Business Times: Mon, Oct 10

(SINGAPORE) In just three days, CapitaCommercial Trust (CCT) will be among the first of over 300 companies to kick off this year’s reporting season for third-quarter earnings ended Sept 30.

But while analysts reckon that results would, by and large, meet lowered market expectations, they stressed that these are likely to have precious little impact on the direction of stock prices.

This is simply because more macro-economic and global concerns – such as the crises in the US and Europe – would overshadow the outcome of corporate profits, and hence carry far more influence over market movements.

It is worth noting, however, that this prognosis takes into account downward revisions of research forecasts – and more than once at that. Expectations have therefore been lowered from projections made earlier this year.

Said Carmen Lee, head of OCBC Investment Research: ‘A lot of adjustments have recently been made to previous earnings forecasts, and everything that has been happening in the last four months has been factored into this. Next to these revised figures, earnings are not going to come in disappointing.’

Moreover, analysts were unanimous in pointing out that historic earnings would, at the end of the day, hold scarcely any sway over the market.

Instead, all eyes will be fixed on how companies perform in the coming quarters, since earnings in Q4 FY2011, and even Q1 and Q2 FY2012, will be better indicators of any lag impact from the West’s economic woes – especially when there still seems to be no resolution in sight.

Said Kenneth Ng, CIMB’s research head: ‘Markets are not falling on concerns about earnings, but on the fear of a contagion (from troubles in the West), or a banking crisis. Concerns are over how this will have an impact on earnings a few quarters down the road.

‘That is why markets are falling the way they are. In fact, the impact on earnings will not come through as yet – it is still early days.’

Still, analysts acknowledged that Q3 earnings would be useful insofar as a guide to results further down the road.

‘After Q3 results are released, we expect to see a further downward revision of earnings, especially for the first half of next year. The key question is, by how much?’ Ms Lee said.

While growth is to be expected in Q3, analysts say that this would come at a slower rate. Still, corporate profits in the telecommunications, property, and offshore sectors are projected to come in as projected.

Companies in the property and offshore industries are unlikely to reflect near-term market headwinds in their Q3 earnings, since they work off an order book and will be recognising profits from sales and earlier contracts.

As for telcos such as M1 and StarHub, OCBC Research’s Carey Wong said: ‘It is pretty much business as usual, because there hasn’t been any big event – no new iPhone launches, no World Cup soccer matches – but people are going to want to see if telcos are able to sustain their margins.’

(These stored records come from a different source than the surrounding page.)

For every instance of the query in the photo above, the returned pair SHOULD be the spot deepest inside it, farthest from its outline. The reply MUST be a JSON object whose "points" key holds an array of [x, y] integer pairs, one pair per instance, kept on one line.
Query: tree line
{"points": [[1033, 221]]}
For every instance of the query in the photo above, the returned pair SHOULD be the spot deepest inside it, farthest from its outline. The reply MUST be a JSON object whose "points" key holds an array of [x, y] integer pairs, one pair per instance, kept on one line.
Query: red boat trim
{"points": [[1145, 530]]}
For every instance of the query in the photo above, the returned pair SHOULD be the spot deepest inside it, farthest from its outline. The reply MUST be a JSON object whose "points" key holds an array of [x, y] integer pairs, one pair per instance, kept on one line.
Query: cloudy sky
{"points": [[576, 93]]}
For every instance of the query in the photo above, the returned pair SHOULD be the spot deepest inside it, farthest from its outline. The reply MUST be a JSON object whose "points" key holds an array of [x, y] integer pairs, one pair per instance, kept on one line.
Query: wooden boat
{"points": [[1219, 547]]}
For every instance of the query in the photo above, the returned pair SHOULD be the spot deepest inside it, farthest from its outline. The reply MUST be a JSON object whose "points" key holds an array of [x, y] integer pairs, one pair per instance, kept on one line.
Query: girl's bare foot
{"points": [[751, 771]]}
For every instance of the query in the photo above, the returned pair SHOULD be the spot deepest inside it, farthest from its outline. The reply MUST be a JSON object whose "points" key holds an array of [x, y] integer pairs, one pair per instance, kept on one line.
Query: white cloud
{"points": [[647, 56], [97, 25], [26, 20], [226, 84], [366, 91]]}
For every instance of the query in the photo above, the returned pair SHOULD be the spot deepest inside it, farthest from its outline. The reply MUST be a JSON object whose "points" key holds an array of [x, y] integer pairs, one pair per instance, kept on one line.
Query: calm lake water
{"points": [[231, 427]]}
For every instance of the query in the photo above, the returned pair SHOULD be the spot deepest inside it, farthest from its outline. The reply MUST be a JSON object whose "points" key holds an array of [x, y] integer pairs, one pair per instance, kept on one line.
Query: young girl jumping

However, Mr Ng and Andrew Chow, head of research at UOB Kay Hian, agreed that the banking sector would be the most closely watched due to revenue challenges.

Said Mr Ng: ‘Greater challenges on the revenue side are likely to show up. Margins are likely to take another leg down because of falling swap offer rates and divestments of investment securities.’

Meanwhile, on the fee income side, he added, capital market fees would fall significantly while trading income, given volatile conditions, could ‘spring a negative surprise’.

In keeping with past years, the first group to announce Q3 earnings are the real estate investment trusts (Reits), followed by property developers Keppel Land and CapitaLand, and offshore players Keppel Corporation and Sembcorp Marine.